Animal tumors were sampled and embedded in paraffin. The sections were mounted on superfrost glass slides, paraffinized, rehydrated in a graded ethanol series, and then subjected to microwave antigen retrieval. Endogenous peroxidase activity was blocked by using 3% hydrogen peroxide. Sections were incubated overnight at room temperature with granzyme B antibody (catalog ab4059, Abcam, Cambridge, UK, 1:200 dilution). Staining was revealed by peroxidase/diaminobenzidine reaction. Granzyme B stained cells were then counted and were reported in relation to the total number of cells in the tumor section.

Statistical analysis

Data were analyzed using Prism 6.0 software (GraphPad Software, San Diego, CA, USA). Experiments were repeated two or three times. Data are represented as the mean ± standard error and the P-values were assessed by either Student’s t-test or analysis of variance (ANOVA). A P-value <0.05 was considered statistically significant.

Results

PD-L1 expression is upregulated in T24 cells in response to BCG treatment

First, we investigated the effect of BCG treatment on PD-L1 expression in human BCa cell line T24 cells. As shown in Figure 1A, PD-L1 protein was constitutively expressed in T24 cells and was further upregulated by BCG in a concentration-dependent manner; the increases reached a peak level at a bacterium/cell ratio of 10:1. In order to determine the time course of PD-L1 protein expression in response to BCG treatment, we treated T24 cells with BCG (bacterium/cell ratio of 10:1) for the indicated times. Flow cytometry analysis indicated that the maximal induction of PD-L1 protein occurred at 4 h and then slightly decreased at 6, 8 and 10 h (Figure 1B). These results show that BCG treatment can induce the upregulation of PD-L1 expression in BCa cells in vitro.
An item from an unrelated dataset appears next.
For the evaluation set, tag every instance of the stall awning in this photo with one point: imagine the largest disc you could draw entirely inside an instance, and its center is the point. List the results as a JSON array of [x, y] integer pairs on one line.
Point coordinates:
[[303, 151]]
Figure 1 Effect of BCG treatment on PD-L1 expression in T24 cells. Notes: Concentration and time dependent increase of PD-L1 protein expression by BCG treatment in T24 cells. (A) BCG (1.0×106 CFU/mg) as bacterium/cell ratios of 0, 2.5:1, 5:1, 10:1 and 20:1 for 4 h. (B) BCG (1.0×106 CFU/mg) as a bacterium/cell ratio of 10:1 for 0, 2, 4, 6, 8 and 10 h. Abbreviations: BCG, Bacillus Calmette -Guérin; CFU, colony forming unit; PD-L1, programmed death-ligand 1.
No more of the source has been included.